The Lives of Stone Tools gives voice to the Indigenous Gamo lithic practitioners of southern Ethiopia. For the Gamo, their stone tools are alive, and their work in flintknapping is interwoven with status, skill, and the life histories of their stone tools.
Anthropologist Kathryn Weedman Arthur offers insights from her more than twenty years working with the Gamo. She deftly addresses historical and present-day experiences and practices, privileging the Gamo's perspectives. Providing a rich, detailed look into the world of lithic technology, Arthur urges us to follow her into a world that recognizes Indigenous theories of material culture as valid alternatives to academic theories. In so doing, she overturns the long-held Western perspectives concerning gender, skill, and lifeless status of nonorganic matter.

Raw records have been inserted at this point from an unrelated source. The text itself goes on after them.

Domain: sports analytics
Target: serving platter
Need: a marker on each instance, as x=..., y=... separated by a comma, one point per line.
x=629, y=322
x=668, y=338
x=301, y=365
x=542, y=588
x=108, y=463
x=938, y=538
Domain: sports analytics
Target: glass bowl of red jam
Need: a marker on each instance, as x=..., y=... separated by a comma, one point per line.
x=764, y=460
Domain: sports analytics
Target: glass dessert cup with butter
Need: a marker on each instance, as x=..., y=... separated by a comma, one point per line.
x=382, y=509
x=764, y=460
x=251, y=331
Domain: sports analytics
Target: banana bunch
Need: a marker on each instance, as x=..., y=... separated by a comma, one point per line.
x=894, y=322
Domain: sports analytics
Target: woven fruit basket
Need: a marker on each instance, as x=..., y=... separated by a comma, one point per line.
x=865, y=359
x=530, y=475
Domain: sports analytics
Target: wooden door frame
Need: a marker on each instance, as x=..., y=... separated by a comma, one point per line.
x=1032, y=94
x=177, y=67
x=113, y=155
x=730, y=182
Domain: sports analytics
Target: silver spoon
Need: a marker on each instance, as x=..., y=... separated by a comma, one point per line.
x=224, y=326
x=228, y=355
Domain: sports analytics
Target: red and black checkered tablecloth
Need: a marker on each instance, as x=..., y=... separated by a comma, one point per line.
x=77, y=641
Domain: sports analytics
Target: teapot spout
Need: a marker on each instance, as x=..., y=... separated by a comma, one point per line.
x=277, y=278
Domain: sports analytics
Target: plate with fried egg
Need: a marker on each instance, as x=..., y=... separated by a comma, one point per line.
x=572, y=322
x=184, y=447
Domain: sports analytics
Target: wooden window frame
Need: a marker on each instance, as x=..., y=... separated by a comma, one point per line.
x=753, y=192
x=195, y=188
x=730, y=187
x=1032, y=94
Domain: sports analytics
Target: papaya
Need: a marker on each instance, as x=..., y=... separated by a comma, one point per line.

The book offers the perspective that, contrary to long-held Western views, stone tools are living beings with a life course, that lithic technology is a reproductive process that should ideally include both male and female participation. Status as a skilled knapper is acquired through incremental guided instruction parallel with one's own maturation in life. Only individuals of particular lineages knowledgeable in the lives of stones may work with the stone technology whose lives parallel those of their human knappers from birth (procurement), circumcision (knapping), maturation (use), seclusion (storage), and death (discardment).
Given current expectations that the Gamo's lithic technology may disappear with the next generation, The Lives of Stone Tools is a work of vital importance and possibly one of the last contemporaneous books about a population that engages with the craft daily.